A couple of years ago, our oil burner died. Most people, faced with this situation would have paid the gas company to lay another hundred twenty feet of gas line and switch to gas, but we decided to stick with fuel oil. Our furnace man convinced us to buy a Thermopride furnace (he said it was the only kind he would install), made right down in Indiana, life-time warranty on the fire box. All in all, we got us a solid piece of American machinery. And it even looks good, a porcelain enamel surface in a mauve color.

http://www.thermopride.com/

So when we saw an exact copy of our $2000 furnace at the Re-Store second hand building supply store for $100, we couldn't resist buying it, so Chris could heat his pole barn, to more comfortably work on my car. Some guys at the Re-Store helped us load it in the truck, but Chris unloaded it all by himself. Here is a picture of him doing it with the use of his Ford 8N.

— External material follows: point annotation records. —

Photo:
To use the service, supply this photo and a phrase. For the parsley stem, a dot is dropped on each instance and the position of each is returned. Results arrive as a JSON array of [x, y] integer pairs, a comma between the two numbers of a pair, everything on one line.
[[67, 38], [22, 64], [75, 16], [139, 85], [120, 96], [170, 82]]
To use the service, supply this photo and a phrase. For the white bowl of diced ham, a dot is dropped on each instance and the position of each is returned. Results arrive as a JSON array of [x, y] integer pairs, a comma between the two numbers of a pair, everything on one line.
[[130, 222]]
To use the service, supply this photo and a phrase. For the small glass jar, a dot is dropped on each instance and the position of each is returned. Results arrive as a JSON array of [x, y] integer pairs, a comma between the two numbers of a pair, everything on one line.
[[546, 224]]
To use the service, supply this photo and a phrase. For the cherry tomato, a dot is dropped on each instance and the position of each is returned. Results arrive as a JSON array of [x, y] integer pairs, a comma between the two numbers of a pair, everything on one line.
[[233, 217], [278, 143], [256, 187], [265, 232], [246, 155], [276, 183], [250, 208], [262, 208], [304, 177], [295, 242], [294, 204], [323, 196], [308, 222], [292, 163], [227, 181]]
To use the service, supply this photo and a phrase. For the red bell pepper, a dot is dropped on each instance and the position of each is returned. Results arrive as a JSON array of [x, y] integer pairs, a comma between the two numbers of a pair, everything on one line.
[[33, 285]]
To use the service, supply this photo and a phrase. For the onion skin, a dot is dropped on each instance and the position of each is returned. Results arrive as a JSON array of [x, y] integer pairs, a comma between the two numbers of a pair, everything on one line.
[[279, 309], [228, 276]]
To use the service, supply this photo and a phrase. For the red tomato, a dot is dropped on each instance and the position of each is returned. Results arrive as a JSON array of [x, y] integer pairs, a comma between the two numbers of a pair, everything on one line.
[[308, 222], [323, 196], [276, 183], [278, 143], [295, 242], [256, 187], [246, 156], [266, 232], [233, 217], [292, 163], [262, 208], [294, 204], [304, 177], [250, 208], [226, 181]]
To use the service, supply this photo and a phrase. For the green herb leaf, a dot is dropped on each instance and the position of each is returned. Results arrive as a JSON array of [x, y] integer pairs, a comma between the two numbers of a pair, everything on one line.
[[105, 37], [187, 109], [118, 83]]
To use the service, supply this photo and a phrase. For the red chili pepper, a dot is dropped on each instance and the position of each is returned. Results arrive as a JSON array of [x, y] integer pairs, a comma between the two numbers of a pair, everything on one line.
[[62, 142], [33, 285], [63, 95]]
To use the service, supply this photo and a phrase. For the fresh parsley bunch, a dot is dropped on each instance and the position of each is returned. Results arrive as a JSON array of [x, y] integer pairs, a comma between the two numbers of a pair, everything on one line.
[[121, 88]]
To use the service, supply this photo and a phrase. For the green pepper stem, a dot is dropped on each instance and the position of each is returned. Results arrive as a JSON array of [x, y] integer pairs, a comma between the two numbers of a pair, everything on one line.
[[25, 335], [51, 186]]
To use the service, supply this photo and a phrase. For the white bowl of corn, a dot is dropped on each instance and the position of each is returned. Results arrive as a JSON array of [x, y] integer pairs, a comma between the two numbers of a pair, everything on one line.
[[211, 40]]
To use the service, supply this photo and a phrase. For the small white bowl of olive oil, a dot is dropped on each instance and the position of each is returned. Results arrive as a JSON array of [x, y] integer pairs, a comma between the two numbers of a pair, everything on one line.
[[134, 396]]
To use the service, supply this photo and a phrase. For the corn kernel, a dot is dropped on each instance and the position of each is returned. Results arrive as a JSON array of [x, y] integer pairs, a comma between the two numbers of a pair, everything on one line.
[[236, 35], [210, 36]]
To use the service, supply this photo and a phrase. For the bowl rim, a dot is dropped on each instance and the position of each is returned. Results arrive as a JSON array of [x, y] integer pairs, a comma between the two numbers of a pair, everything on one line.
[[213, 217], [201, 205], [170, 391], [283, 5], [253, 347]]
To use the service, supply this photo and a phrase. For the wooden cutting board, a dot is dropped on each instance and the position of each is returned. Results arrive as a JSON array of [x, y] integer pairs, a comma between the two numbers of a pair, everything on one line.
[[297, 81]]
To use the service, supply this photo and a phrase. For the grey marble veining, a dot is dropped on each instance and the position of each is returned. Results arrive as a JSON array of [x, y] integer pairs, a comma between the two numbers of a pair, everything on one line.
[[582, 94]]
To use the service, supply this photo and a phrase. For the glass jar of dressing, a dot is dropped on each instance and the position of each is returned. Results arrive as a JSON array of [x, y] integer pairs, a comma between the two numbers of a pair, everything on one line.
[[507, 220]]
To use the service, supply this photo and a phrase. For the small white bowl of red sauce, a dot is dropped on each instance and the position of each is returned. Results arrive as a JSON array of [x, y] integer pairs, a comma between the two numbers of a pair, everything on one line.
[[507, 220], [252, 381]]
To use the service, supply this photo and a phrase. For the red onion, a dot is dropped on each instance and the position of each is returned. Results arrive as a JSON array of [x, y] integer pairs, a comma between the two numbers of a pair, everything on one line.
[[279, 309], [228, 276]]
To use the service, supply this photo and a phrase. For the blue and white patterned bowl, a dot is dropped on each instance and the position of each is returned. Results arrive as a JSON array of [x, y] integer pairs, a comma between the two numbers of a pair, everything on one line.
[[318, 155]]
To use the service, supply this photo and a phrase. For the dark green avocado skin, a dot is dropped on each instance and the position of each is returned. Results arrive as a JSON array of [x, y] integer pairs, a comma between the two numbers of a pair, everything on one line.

Well, it turned out that was the easy part, getting the furnace. Now he needed an oil tank. His friend Jonas, who lives downtown, has been wanting to get an old 275-gallon tank out of his basement for years, and so Chris spent a good part of a day extracting this steel tank from Jonas's basement, again, by himself (though I helped load it on the truck.) He got this all the way home before realizing the bottom of the tank was covered with pinhole leaks.

So now my brother George gave Chris another 275-gallon tank, the better of the two he had lying in his side yard. We got it on the truck and home before Chris discovered pin hole leaks around the intake valve. Shoot. Does anybody have a mint condition oil tank (without leaks) to donate? I'll help put it on the truck.